Each shard also includes its own “envelope” process—think of this as a smaller, internal router that receives requests from the shard’s entry point and dispatches them to the correct Python processes running inside that same pod.
This design helps keep inference latency low in a cost-effective manner, because each request can be swiftly routed to the proper model without detours.
When large volumes of requests can arrive in bursts, there is also a “batcher” mechanism that collects incoming requests over a short window (a few hundred milliseconds) and then processes them all together. This approach further reduces overhead by taking advantage of batch inference capabilities on GPUs.
For real-time or “live” serving, however, the system remains highly latency-optimized, forwarding each request as soon as it comes in to the relevant Python service for fast turnaround.
All of this happens in real time during the conversation, for each utterance, with moments and actions being pushed back to the agent for low-latency conversational insights.
Ending the conversation
When a conversation ends, `gowalter` takes note and begins the final processing steps by encoding and compressing the audio, applying redaction and uploading it to S3.

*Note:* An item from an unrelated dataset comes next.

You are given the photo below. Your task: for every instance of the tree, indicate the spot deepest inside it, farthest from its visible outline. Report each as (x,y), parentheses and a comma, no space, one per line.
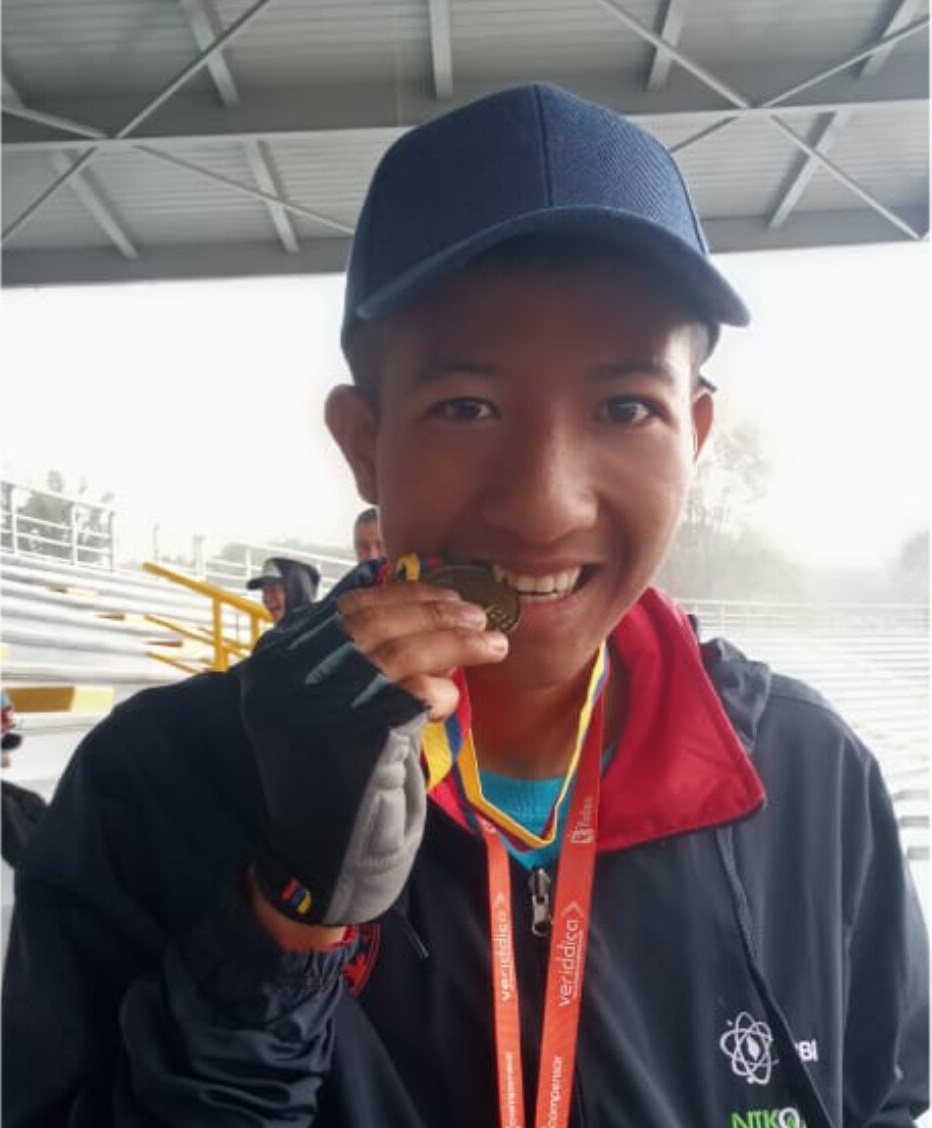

Meanwhile, `apiserver` receives the “CloseConversation” event. It indexes conversation data in Elasticsearch for fast searching and stores analytics data in ClickHouse. This final phase is also when certain end-of-conversation features, like conversation summarization, get triggered and made available to the agent app.
Redaction is an important aspect of the platform, as we want to keep PII confidential. In the case of audio, beeps are applied, while for text it’s a simple text redaction for the entity, for example `[FULLNAME]`.
This can sometimes be imperfect in real time – for instance, if the entity recognition service misses something – so to ensure all data is properly redacted,`apiserver` spins up a Temporal workflow to double-check that no un-redacted data remains in the system. Temporal’s ability to retry ensures that even if redaction runs into errors—like partial failures or race conditions—it will keep trying until the conversation data is fully sanitized. If, for any reason, these repeated attempts still fail, a page is automatically sent to the on-call team so the issue can be addressed before any sensitive information is exposed or retained.